Kota Boneka roti penampakannya tidak terlihat seperti kota-kota pada umumnya. Kota Boneka Roti terdiri dari hamparan tanah berbukit-bukit yang di bukit-bukit tersebut terdiri dari banyak sekali goa.
Meskipun itu adalah gua, namun penampilannya dari luar terlihat sangat asri dengan banyak tanaman-tanaman merambat serta bunga-bungaan yang di tanam di depan jendela-jendela gua tempat tinggal ras Berung itu. Dengan langit-langit kota berupa jalinan cabang-cabang pohon Willow yang besar-besar dan tua, Kota itu seperti diselimuti dengan permadani hijau di atas kepala.
Warga ras beruang yang lalu-lalang pun tidak benar-benar terlihat seperti penampakan beruang pada umumnya. Semua tampilan adalah mirip dengan penampilan manusia biasa, namun yang membedakannya adalah rata-rata ras ini berbadan tinggi gempal, dan kaum laki-laki yang memiliki bulu rambut lebat di sekitar kumis dan jenggot mereka.
Memang keajaiban di dalam Realm Magical Beast itu adalah, semua mahluk itu dapat mengambil rupa seperti manusia tanpa perlu mahluk ajaib itu memiliki kultivasi menembus ranah Kaisar 6.

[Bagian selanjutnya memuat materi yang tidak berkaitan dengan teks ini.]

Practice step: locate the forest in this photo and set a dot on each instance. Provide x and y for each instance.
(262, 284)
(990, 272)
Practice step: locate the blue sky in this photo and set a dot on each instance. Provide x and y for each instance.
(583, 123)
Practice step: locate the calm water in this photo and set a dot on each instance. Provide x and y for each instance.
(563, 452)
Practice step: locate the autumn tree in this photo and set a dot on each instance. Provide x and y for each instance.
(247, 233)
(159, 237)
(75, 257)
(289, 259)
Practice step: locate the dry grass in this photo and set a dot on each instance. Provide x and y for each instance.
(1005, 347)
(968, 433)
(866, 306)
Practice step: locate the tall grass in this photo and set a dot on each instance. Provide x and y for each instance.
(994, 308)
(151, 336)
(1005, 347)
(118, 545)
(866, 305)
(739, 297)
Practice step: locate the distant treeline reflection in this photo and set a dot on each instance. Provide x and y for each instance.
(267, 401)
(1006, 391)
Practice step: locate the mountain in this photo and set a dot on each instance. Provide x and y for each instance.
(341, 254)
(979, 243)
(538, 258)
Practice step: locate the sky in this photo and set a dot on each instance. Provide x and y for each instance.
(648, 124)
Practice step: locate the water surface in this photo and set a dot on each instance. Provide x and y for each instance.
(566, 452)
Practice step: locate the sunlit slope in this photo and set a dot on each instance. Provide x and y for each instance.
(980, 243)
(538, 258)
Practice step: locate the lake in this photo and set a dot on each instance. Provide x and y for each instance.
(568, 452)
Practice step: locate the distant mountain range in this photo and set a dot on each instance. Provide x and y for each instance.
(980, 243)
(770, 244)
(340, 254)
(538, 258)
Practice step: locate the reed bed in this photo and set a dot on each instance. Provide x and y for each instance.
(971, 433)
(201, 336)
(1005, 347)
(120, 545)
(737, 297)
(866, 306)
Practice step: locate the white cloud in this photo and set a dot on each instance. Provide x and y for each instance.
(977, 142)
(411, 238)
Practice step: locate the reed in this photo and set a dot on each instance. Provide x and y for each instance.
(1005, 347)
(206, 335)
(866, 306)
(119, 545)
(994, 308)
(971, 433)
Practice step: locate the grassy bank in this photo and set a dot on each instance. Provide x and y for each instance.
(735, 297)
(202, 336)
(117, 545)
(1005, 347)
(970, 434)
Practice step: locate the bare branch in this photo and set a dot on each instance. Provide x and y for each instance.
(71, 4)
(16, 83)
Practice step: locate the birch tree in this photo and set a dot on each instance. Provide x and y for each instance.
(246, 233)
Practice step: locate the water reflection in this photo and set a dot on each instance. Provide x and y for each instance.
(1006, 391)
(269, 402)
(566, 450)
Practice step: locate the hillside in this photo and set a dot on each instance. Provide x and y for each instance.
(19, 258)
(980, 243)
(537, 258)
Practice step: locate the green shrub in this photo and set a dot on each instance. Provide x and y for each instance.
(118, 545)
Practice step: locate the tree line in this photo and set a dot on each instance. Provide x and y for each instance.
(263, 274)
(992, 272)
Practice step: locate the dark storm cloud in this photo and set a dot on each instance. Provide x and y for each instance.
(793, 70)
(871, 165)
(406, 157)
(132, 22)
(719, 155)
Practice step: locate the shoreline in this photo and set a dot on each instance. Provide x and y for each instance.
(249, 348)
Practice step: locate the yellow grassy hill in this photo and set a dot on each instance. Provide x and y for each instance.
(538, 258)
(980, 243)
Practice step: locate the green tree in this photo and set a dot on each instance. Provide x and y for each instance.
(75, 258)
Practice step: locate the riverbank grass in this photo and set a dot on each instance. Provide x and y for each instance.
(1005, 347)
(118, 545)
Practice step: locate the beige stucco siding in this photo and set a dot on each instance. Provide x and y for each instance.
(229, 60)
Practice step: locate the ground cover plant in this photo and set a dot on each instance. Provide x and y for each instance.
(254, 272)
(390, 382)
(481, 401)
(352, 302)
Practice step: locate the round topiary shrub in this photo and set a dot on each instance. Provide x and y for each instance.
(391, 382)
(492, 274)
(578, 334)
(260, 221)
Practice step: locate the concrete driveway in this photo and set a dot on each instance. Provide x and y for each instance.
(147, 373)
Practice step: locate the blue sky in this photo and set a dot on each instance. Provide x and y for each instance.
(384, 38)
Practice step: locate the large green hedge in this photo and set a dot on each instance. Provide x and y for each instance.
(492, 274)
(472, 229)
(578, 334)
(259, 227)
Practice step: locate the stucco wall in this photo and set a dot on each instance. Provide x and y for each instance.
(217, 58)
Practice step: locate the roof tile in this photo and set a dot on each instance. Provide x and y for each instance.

Seringkali ada yang melirik atau menatap lama ke arah Sima Yong dan Mismaya dengan tidak menyembunyikan rasa heran nya. Peri kecil seperti Mismaya telah sering mereka jumpai, baik itu di dalam Kota Boneka Roti atau di Hutan Mistis. Namun keberadaan Sima Yong adalah suatu penampakan yang langka di dalam hutan itu.
"Manusia?"
"Tidak, dia seorang Elf. Jelas-jelas rambut indahnya sudah jelas memberi tahu bahwa pria tampan itu adalah ras Elf" suara diantara perempuan-perempuan ras Beruang yang berbicara keras-keras dan tidak merasa bahwa menggunjing seseorang apalagi di depan nya langsung adalah hal yang tidak pantas.
Tentu saja Sima Yong merasa jengah. Apalagi ketika anak-anak kecil berbadan gendut kepala botak yang berkelompok mengikuti kemana pun dia pergi. Mereka tak habis-habisnya mengikuti dia dengan menyanyikan satu pantun unik.
Kakak berbaju kelabu berjalan di Kota Bonek Roti
Gadis peri bersayap cantik, diam-diam melirik
Apakah yang di cari si jantung hati
Ow- ow tentu saja si nona dalam hati terkikik
Pantun dengan nada jenaka itu di ulang-ulang anak anak gendut berkepala plontos. Lalu tanpa di sadari, diam-diam pipi Mismaya memerah seperti warna dadu (dadu adalah kosa kata lain untuk memberi arti warna pipi yang memerah seperti warna merah muda).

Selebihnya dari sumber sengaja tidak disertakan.